Voice of the customer

The other booming sector for text analytics is in the area of customer feedback through social media as well as traditional channels such as customer relationship management (CRM) systems. Whirlpool manufactures consumer products under its own brand name and also under Amana, Jenn-Air, KitchenAid and others. Like many consumer products manufacturers, Whirlpool wants to keep a close watch on customer sentiment, and has used software products from Attensity for a number of years to provide an integrated view of its customers' experiences from its CRM system, e-mails and customer service records.

In 2010, Whirlpool began using Attensity360, which monitors social media, and extended its use of Attensity Respond, which allows Whirlpool to respond to and track customer comments online, into its social media monitoring. The company is now able to extract information from online customer conversations and other social media sources to gain insights into possible new products and take action in the case of customer dissatisfaction. Whirlpool also has developed a set of metrics that indicate the number of customers contacted, positive and negative comments about their own brands and those of competitors, and other information that assists in product development and customer service.
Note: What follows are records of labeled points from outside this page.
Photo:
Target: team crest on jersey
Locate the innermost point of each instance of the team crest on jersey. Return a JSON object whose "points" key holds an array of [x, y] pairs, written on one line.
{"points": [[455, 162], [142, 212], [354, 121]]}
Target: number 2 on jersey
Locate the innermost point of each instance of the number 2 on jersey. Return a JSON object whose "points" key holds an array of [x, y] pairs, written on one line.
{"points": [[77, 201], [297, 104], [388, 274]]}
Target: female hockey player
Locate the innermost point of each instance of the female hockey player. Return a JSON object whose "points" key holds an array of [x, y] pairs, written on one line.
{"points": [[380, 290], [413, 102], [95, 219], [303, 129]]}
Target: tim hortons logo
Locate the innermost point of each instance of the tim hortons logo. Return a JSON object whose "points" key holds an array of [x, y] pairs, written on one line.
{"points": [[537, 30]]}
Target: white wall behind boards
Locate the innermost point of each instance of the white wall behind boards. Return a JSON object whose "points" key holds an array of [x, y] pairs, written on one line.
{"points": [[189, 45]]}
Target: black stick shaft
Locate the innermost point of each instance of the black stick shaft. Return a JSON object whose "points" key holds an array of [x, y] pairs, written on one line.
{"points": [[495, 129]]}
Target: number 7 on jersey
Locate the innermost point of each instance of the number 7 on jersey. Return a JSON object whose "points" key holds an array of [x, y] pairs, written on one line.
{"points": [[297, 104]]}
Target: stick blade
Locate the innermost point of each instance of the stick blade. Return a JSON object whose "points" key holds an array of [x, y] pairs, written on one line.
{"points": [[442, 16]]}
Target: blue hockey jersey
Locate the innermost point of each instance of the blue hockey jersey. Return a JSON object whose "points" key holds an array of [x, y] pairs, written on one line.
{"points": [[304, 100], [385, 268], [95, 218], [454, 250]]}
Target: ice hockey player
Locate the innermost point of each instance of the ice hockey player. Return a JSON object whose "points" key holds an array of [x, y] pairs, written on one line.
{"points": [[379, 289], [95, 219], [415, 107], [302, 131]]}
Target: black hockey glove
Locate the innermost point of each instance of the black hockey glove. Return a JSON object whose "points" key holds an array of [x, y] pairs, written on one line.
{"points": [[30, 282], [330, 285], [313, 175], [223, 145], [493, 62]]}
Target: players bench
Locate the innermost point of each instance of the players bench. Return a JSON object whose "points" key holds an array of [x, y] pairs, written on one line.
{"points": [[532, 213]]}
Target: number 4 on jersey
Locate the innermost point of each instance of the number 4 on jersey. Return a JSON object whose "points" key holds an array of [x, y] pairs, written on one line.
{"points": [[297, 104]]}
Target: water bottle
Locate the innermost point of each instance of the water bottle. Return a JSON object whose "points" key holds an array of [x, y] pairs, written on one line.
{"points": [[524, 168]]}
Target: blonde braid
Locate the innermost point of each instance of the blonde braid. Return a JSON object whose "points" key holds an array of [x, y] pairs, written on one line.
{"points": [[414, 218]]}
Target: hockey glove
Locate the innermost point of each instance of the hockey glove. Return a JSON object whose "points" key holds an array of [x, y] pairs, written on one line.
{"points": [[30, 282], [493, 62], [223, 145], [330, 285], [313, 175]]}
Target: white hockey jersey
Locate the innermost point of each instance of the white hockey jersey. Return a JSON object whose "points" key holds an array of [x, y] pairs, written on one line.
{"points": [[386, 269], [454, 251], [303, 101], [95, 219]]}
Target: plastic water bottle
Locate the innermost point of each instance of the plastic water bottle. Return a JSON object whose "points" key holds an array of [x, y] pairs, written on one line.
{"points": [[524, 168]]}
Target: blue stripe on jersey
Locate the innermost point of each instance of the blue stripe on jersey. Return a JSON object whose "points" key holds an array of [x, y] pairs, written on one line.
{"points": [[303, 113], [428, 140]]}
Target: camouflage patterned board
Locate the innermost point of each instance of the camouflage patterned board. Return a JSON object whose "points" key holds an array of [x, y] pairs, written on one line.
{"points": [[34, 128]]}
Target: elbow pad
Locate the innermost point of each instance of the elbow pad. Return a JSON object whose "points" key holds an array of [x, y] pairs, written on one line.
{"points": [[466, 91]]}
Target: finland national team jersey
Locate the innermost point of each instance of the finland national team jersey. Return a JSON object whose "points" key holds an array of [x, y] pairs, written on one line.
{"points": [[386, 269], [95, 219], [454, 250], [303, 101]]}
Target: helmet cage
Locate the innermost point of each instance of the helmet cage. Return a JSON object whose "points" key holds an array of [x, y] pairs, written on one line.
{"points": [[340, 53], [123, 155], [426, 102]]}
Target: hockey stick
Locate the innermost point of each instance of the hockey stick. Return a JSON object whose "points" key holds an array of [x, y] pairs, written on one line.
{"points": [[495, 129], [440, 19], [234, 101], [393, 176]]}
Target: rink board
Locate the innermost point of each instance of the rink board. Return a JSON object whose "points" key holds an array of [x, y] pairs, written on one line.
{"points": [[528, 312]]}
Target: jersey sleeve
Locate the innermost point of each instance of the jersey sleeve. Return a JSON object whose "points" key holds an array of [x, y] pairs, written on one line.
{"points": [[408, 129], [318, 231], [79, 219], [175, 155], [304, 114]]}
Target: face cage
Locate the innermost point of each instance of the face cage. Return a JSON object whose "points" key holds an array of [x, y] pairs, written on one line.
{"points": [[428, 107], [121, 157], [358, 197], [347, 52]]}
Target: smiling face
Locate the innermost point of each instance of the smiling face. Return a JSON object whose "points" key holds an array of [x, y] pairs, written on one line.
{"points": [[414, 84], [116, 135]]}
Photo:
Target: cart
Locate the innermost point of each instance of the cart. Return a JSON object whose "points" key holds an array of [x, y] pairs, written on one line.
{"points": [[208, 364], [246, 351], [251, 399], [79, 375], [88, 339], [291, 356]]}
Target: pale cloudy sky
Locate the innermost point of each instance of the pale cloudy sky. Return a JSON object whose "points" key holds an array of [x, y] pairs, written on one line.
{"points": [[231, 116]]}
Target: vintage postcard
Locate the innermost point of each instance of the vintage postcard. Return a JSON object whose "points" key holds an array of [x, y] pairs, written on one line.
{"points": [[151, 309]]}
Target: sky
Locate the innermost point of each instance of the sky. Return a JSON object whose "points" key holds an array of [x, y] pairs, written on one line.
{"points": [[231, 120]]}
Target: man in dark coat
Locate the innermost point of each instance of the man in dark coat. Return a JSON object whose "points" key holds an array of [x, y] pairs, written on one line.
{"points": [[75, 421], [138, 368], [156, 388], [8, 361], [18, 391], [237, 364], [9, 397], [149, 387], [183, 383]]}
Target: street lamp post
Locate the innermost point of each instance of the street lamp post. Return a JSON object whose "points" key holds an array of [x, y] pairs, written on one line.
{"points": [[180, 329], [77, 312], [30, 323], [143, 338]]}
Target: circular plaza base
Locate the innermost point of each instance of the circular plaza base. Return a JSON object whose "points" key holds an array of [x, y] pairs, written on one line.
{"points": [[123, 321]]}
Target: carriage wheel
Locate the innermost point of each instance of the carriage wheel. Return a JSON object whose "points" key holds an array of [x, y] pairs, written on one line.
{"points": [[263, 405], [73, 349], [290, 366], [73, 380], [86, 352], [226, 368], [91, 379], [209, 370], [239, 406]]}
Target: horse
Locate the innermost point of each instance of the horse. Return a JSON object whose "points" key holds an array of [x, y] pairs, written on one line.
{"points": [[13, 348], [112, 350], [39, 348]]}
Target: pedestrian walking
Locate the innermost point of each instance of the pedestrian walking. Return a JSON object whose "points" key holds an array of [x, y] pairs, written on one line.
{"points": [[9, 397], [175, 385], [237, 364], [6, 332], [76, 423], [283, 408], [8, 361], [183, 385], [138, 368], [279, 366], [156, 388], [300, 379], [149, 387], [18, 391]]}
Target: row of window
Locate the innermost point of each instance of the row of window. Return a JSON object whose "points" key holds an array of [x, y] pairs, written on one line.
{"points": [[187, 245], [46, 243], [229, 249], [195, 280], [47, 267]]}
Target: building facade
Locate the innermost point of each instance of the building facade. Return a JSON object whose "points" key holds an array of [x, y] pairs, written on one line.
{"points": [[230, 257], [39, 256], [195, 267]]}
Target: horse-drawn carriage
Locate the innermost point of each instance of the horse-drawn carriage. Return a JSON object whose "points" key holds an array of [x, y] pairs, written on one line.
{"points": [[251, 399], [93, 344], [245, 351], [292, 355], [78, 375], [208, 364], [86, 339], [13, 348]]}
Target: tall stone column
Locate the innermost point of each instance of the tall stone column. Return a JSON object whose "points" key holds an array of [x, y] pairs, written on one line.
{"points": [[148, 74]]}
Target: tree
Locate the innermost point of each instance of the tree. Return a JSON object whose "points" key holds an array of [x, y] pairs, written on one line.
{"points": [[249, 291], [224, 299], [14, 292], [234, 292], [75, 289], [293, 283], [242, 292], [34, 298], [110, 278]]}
Companies are not always sure what they should be doing with social media, either in terms of their own participation in corporate blogs, Facebook and Twitter, or in terms of using such information productively. "We are seeing a new class of buyers of Attensity who have been asked by their CEOs, ‘Why don't we know what's going on in social media?'" says Michelle de Haaff, CMO of Attensity. "There is definitely a drive to use text analytics in large companies to unleash the voice of the customer."

Interpreting the Tweets poses some special challenges. Attensity360 offers Twitter's "firehose," a streaming API that provides access to Tweets for analysis, as a native service in Attensity360. To make the Tweets meaningful, however, Attensity must translate them into standard English. "We had linguists studying this ‘slanguage' for the past two years," de Haaff says, "so that every word is parsed, making it possible to see relationships among words, even if the words are abbreviations, acronyms or emoticons."

Social media's info avalanche

Attensity also provides in its response software a method for prioritizing responses to customers who ask questions in forums or on a company's Facebook page. "Attensity360 does the prioritizing based on predefined business rules," adds de Haaff. Therefore a telecom company can quickly respond to a customer who is contemplating switching services, one whose sentiment is strongly negative, or someone who counts as a "good" customer.

Social media provides the low-hanging fruit for automated gathering of customer intelligence, according to James Kobielus, senior analyst at Forrester Research. "In the past, companies did surveys or held focus groups," he says, "but now, customers are constantly telling companies what they think via social media such as Twitter and Facebook." The challenge is to capture and make actionable that avalanche of information. Those "listening engines" that tap into social media streams provide different types of feedback to companies ranging from awareness to sentiment to most appropriate offers, promotions and other responses.